The ruling oligarchy was forced to turn for support to the newly rich merchant and landowning middle classes, and to an army much more interested in internal affairs than foreign adventures, but by 1917 it faced serious opposition from elements of both groups. As pressure for Catalan independence mounted in Barcelona, and the Army began organising its own political institutions in the name of centrism, the monarchist government of Count Romanones was forced to resign in April 1917. Romanones was replaced by a series of prime ministers increasingly sympathetic to the military, which gained further influence at the centre in direct proportion to the threat level posed by the regime’s third big problem – the socialist revolutionary forces that were gaining support in the wake of Russia’s world-shaking February Revolution.
Displaying the same, almost touching optimism that characterised some of the Russian Provisional Government’s behaviour, Spanish socialists made a bid for revolution in August 1917. The Workers’ General Union (UGT), by far the biggest in Spain, reacted to the failure of a railway workers’ strike to halt traffic by announcing its expansion into a general strike on 14 August. Called in conjunction with the anarchist National Confederation of Labour (CNT) and the small Socialist Workers’ Party (PSOE), the strike’s stated aim was the downfall of the monarchy, but the end of apathy isn’t quite the same as revolutionary fervour. Despite strong support in some cities (especially Barcelona) the strike was ignored by most workers, caused only temporary disruption and collapsed within a few days.
After a period of falling membership and squabbling between moderate union reformers, separatists, anarchists and socialist revolutionaries, mass, left-wing politics would return to the national stage with a second, far more successful general strike in 1919. In the meantime the failed strike of 1917 gave the regime and the Army an excuse to impose martial law, and to use violence to suppress strikers wherever they took to the streets.

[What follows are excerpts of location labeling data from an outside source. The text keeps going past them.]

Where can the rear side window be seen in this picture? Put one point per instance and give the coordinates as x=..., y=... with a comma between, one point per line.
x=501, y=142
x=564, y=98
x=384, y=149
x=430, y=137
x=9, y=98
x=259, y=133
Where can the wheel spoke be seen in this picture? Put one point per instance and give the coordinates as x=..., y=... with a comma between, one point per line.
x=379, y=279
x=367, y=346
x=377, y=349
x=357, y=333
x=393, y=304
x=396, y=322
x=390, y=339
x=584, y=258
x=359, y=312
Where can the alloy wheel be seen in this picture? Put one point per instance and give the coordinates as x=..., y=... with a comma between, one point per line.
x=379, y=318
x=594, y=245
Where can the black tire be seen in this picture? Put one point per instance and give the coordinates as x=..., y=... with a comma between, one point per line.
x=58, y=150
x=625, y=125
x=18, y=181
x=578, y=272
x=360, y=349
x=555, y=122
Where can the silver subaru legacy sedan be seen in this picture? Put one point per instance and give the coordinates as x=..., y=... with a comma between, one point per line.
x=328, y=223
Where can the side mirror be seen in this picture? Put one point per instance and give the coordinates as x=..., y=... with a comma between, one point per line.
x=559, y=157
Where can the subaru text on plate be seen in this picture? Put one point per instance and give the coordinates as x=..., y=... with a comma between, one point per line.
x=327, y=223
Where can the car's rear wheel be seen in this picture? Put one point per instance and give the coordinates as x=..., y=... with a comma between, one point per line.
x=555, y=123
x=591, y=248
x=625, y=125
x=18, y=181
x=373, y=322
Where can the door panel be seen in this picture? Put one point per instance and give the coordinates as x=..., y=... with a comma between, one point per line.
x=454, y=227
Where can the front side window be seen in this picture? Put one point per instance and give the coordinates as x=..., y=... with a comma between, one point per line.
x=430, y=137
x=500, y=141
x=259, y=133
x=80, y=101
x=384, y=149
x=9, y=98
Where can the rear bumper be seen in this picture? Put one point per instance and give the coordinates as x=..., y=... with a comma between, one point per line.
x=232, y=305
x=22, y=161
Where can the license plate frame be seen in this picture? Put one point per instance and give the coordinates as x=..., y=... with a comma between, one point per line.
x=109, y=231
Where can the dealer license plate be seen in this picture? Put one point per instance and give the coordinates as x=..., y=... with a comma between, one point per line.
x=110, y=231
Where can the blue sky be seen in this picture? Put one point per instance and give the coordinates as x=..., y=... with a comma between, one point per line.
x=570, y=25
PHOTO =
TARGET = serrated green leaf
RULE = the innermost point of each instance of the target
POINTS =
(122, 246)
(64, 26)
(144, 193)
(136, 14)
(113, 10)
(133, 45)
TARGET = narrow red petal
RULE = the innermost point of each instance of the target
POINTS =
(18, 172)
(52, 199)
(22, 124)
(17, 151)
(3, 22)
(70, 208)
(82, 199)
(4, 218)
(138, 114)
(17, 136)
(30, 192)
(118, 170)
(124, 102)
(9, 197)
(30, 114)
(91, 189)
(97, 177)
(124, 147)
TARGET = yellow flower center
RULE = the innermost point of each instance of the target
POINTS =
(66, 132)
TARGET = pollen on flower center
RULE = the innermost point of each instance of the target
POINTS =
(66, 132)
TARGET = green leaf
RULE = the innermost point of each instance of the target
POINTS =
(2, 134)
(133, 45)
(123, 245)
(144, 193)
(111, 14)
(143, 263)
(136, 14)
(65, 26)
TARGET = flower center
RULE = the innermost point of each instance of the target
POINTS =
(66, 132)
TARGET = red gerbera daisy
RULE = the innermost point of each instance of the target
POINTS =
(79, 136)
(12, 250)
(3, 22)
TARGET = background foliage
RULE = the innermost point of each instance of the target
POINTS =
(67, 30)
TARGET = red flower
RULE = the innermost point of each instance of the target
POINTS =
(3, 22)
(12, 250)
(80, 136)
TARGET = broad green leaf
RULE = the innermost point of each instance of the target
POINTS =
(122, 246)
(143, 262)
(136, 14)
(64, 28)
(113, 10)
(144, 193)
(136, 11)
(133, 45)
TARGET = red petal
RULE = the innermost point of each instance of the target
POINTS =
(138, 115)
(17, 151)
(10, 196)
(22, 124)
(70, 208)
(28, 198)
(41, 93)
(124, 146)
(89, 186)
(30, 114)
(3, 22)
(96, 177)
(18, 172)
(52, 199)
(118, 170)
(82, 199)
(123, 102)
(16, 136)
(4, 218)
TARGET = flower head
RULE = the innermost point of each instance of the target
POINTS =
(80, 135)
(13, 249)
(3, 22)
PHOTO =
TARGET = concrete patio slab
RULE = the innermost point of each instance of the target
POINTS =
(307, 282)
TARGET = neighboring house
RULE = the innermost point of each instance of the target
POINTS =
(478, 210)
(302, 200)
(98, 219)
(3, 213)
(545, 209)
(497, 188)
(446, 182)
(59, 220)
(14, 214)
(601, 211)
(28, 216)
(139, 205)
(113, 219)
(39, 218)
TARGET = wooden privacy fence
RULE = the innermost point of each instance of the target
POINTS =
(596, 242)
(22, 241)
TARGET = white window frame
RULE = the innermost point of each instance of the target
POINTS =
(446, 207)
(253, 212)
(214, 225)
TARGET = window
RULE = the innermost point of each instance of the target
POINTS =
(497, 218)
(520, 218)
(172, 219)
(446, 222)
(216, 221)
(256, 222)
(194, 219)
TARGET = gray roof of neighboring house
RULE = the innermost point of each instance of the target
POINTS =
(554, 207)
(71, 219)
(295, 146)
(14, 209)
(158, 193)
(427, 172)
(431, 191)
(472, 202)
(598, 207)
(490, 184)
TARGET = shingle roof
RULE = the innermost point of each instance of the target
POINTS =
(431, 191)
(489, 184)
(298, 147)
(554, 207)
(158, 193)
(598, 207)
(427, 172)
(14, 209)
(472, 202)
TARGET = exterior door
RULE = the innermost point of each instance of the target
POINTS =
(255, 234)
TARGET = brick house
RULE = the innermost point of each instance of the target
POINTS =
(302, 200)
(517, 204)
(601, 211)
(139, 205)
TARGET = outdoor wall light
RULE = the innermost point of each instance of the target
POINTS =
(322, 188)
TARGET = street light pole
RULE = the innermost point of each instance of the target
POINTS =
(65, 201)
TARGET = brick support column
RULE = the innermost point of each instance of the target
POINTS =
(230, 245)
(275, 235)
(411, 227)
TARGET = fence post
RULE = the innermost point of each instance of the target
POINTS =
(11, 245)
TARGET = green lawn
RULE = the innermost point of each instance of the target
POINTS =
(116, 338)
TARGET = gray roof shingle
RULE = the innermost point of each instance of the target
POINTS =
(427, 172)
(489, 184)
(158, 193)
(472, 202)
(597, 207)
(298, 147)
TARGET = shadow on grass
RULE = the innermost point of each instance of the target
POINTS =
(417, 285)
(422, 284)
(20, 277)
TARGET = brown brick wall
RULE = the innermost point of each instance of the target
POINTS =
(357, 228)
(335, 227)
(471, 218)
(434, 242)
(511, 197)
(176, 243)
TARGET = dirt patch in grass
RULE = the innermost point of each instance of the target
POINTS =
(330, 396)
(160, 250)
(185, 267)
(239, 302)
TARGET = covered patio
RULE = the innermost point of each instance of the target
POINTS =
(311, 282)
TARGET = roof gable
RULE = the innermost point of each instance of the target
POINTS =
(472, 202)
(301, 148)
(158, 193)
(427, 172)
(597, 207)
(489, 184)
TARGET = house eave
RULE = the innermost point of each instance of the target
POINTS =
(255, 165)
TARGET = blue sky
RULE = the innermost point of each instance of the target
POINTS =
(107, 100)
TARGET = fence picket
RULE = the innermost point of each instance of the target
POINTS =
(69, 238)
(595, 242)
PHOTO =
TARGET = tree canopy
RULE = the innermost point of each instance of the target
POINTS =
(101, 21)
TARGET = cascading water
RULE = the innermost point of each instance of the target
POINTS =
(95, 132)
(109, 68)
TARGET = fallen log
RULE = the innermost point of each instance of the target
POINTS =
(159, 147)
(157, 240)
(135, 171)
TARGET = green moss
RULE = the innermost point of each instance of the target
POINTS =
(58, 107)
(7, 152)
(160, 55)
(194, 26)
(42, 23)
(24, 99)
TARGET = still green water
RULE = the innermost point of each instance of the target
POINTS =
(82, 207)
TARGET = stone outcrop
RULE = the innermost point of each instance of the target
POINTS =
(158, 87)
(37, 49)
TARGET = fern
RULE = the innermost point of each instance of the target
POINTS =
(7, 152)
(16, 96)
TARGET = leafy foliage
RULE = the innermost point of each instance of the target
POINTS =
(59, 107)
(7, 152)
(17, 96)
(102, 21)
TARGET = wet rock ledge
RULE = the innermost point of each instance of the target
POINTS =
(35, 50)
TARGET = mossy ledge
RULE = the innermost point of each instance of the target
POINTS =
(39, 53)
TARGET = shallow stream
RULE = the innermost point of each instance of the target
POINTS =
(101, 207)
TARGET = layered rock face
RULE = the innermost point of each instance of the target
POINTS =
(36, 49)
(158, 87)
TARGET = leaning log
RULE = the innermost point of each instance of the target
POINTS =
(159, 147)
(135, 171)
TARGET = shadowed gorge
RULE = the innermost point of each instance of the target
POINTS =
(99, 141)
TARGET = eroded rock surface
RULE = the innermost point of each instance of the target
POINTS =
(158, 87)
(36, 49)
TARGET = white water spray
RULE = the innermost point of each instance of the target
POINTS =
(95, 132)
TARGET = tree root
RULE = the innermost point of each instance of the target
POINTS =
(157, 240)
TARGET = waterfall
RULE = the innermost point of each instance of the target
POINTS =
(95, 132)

Military support would continue prop up the regime for the remainder of War, representing the strengthening right wing of an increasingly, irrevocably polarized political landscape. The Army would eventually run out of patience with separatists, socialists and liberals in 1923, when a coup d’état saw Catalan General Miguel Primo de Rivera take power as dictator under the nominal leadership of King Alfonso XIII. Alfonso was driven into exile less than a year after Primo de Rivera’s death in 1930, but all the divisions exposed by Spain’s hothouse exploitation during the First World War resurfaced under a Spanish Republic that presided over the nation’s slide to civil war in 1936.
So the links between world war and civil war in Spain are as definite as they are generally ignored, and history offers a fairly straight line from civil war via Franco to modern Spain. Nobody’s pretending the old Bourbon monarchy would still be presiding over a semi-feudal sump of decadent corruption if the First World War hadn’t come along, but there’s no denying that, hundreds of kilometres behind the backs of Haig’s poor, mud-soaked Tommies, a fundamental strand of European culture was being painfully resuscitated to meet the conflict’s insatiable demands.